Помереть не трудно — страница 38 из 51

— То есть, благодарности я так и не дождусь, — устало кивнул Владимир. — Ладно, человече. Не в спасибе счастье.

— Но Совет…

— Да клал я на твой Совет с прибором!

— Мы расчистили выход, — Гордей был в грязи. Волосы от пыли сделались седыми, пальцы и костяшки на руках в ссадинах. — Можно выбираться на поверхность.


Никогда я не дышал спёртым городским воздухом, полным выхлопных газов и людских миазмов, с таким наслаждением.

Перед зданием собралась толпа. Её то и дело прорезали вспышки полицейских мигалок, скорой помощи и журналистских фургончиков.

Я насчитал по меньшей мере три микрофона на длинных штангах, которые спешили протянуться к нам — выжившим в чудовищной катастрофе…

Давать интервью взялся Гордей — его картинно обсыпанная пылью чёрная кожанка эффектно смотрелась на фоне чистого, как слеза, голубого неба.

Он тут же начал говорить о террористах, и о том, как ему с товарищами по клубу удалось обезвредить бомбу и не дать зданию упасть на головы собравшихся… Мы не стали мешать.


— Вы сказали, это было заклятье, — напомнил я Владимиру, когда мы трое, наскоро отряхнувшись, зашагали прочь.

Кутузовский был пуст: движение перекрыли, и любопытных пешеходов тоже не пускали. Когда нас, явно выбравшихся с парковки, пытались затащить в скорую, Алекс на ходу махнул рукой, и санитары тут же потеряли к нам интерес. Так же, как и полицейские и журналисты…

— А вот за это тебя тоже по головке не погладят, — ехидно прокомментировал его действия Владимир.

— Сгорел сарай, гори и хата, — пожал плечами шеф. — С Советом мы теперь всё равно полюбовно не договоримся. Тебя им не отдам, так и знай. Так что не геройствуй.

— Да я и не собирался, — ухмыльнулся московский дознаватель. — В крайнем случае, уеду в Ялту. Эх, давно я не был на море…

— И поезжай, — обрадовался шеф. — Вот прямо сейчас и… — он взглянул в лицо Владимиру и поморщился, словно от плохого табака. — Ты ведь не поедешь.

— Пропустить самое интересное? — притворно возмутился Владимир. — Сто лет уже никто не наступал Совету на хвост. Пора бы… А кому ещё, как не тебе?

Алекс испытующе посмотрел на Владимира.

— Если бы я не знал тебя хорошо, Володенька, я бы подумал, что всю эту эскападу ты измыслил лишь для того, чтобы втянуть меня в драку с Советом.

— Но так как ты уверен, что я для такой «сложной многоходовки» слишком прям, — Владимир показал кавычки в воздухе. — То подозрения с меня снимаешь.
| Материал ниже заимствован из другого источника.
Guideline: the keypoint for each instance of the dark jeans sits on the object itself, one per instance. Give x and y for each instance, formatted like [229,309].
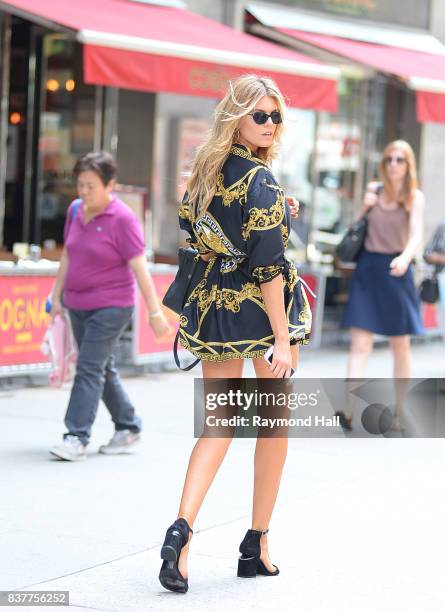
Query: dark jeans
[97,333]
— ЧТО ЗА ЗАКЛЯТЬЕ БЫЛО НА ПАРКОВКЕ? — почти крикнул я. Увлечённые своим спором, господа дознаватели не обращали на меня никакого внимания. Но теперь они оба остановились и уставились друг на друга, словно видели впервые в жизни.
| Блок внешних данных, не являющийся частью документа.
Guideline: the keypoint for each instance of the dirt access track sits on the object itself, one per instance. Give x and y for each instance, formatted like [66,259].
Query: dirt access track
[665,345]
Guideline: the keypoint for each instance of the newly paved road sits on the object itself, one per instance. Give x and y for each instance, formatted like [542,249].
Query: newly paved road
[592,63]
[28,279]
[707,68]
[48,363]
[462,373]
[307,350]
— Кстати да, — наконец произнёс Алекс. — Ты понял, что это было?

— Гнев Везувия, — ответил после небольшой паузы Владимир.
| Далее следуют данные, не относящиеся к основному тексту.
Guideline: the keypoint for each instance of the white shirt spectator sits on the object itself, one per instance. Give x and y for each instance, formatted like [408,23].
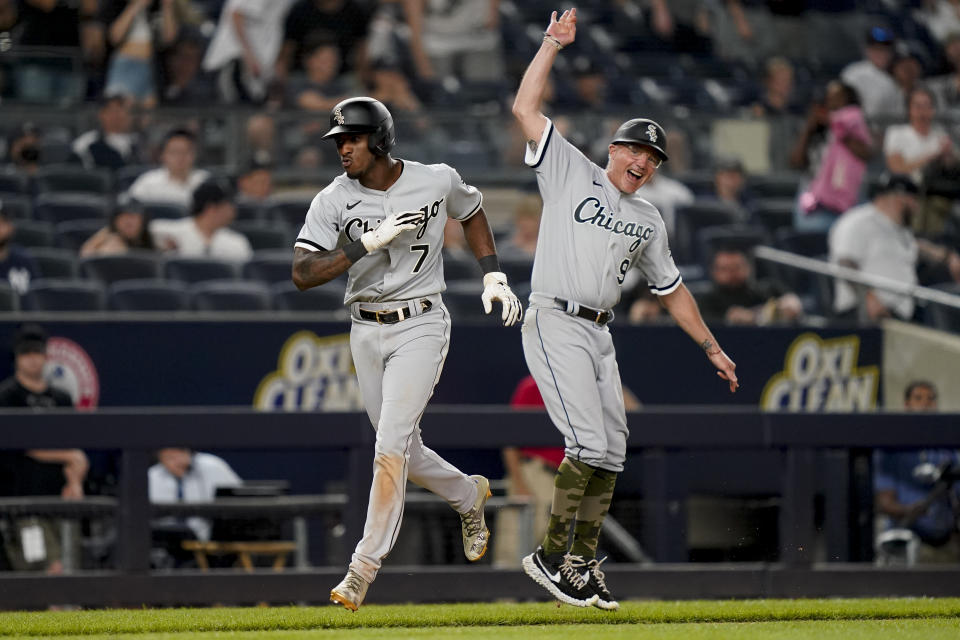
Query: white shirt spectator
[907,141]
[878,246]
[666,194]
[879,94]
[206,473]
[122,143]
[185,239]
[263,28]
[157,185]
— Искусственное землетрясение, — кивнул шеф. — Хитро…

— Значит, мы видели того самого мага? — спросил я. Вспомнился нежный профиль и каштановый, в рыжину, локон.

— Уверен, что нет, — сказал Алекс.

Дознаватели возобновили шествие, я вклинился между ними. Отчасти для того, чтобы лучше слышать их обоих, отчасти — чтобы пресечь посторонние их споры в зародыше…

— Помнишь, в руках у него что-то было? — спросил шеф. — Он ещё поднял это в воздух и переломил пополам…

— Вы об этом? — я достал из кармана сломанную круглую дощечку. Вместе с ними на пиджак выбросилась горсть пыли.

Дознаватели хищно бросились к обломкам и чуть не столкнулись лбами.

— Это артефакт, — сказал наконец Владимир таким тоном, словно обнаружил опухоль. — Заряженный заклятьем артефакт.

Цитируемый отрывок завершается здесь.